Reilly Center Forum - Andrew Clegg. "Wireless Research in the Context of Domestic Spectrum Initiatives"
Wireless Institute Leadership Seminar Series (co-sponsored by the Reilly Center for Science, Technology, and Values)
Click here to see the poster.
"Wireless Research in the Context of Domestic Spectrum Initiatives"
Program Director, Enhancing Access to the Radio Spectrum (EARS)
National Science Foundation
258 Fitzpatrick Hall, 11:00 a.m.
[coffee & light snacks, 10:30 a.m.]
For many years, regulators, politicians, and innovators have continuously hoped for dramatic improvements in spectrum access to allow a dramatic increase in spectrum availability for mobile broadband, public safety, and a myriad of other bandwidth-consuming devices. So far, no such dramatic transition has occurred, and most “new” spectrum is the mundane result of complicated and expensive reallocations, repurposing, and relocations. The most promising new spectrum access paradigm—dynamic spectrum access—has failed to materialize on a grand scale, mostly because of a general “not-in-my-backyard” fear among spectrum incumbents.

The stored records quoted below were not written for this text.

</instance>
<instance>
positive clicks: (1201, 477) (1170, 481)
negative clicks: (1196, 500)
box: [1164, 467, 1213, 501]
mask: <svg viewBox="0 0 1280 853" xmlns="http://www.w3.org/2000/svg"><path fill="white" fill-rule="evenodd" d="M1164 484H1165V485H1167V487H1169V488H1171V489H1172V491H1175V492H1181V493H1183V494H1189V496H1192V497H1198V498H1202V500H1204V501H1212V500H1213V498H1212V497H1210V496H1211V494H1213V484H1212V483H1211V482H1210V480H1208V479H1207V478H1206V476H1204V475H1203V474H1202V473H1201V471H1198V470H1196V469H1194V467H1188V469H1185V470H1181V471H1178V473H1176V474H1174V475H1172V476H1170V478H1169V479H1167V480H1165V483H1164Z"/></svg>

Recently, several new developments have given renewed urgency to discovering better and more efficient ways to use the radio spectrum. While these initiatives generally focus on relatively near-term solutions, many of them call for increased investment in wireless research to help alleviate the growing demand for spectrum bandwidth. Partly in response to this call, NSF established the Enhancing Access to the Radio Spectrum (EARS) program, whose single purpose is to fund research that can improve the efficiency with which radio spectrum is used and/or improve access to the radio spectrum by traditionally underserved populations, such as rural communities.
The purpose of this presentation is to examine some of the most recent initiatives and how they are shaping (but not constraining!) promising research avenues in the wireless domain. It will also summarize what we are learning about wireless research and its intersection with current economics and public policy issues. On a related and more practical note, opportunities for funding under the EARS program will also be discussed.
Andrew Clegg is the program director for the Enhancing Access to the Radio Spectrum (EARS) program at the National Science Foundation (NSF). He received a bachelor’s degree in physics and astronomy with highest distinction from the University of Virginia in 1985, and a master’s and doctorate in radio astronomy and electrical engineering from Cornell University in 1989 and 1991, respectively. From 1991–1995, he was with the Remote Sensing Division at the Naval Research Laboratory in Washington, DC. From 1995–1997, he was a senior engineer with Comsearch and from 1997–2003 he was a senior engineer, senior manager, and lead member of technical staff with BellSouth/Cingular Wireless in Atlanta. He joined NSF in 2003, where he has previously served as program manager for the National Radio Astronomy Observatory and for the Advanced Technologies and Instrumentation program.
Clegg has served two terms as president of the National Spectrum Managers Association, and is presently chairman of the U.S. Working Party 7D of the International Telecommunication Union. He is the coinventor on four patents in the field of wireless telecommunications, creator of the SpectrumWiki.com website, and an Extra Class amateur radio operator (W4JE).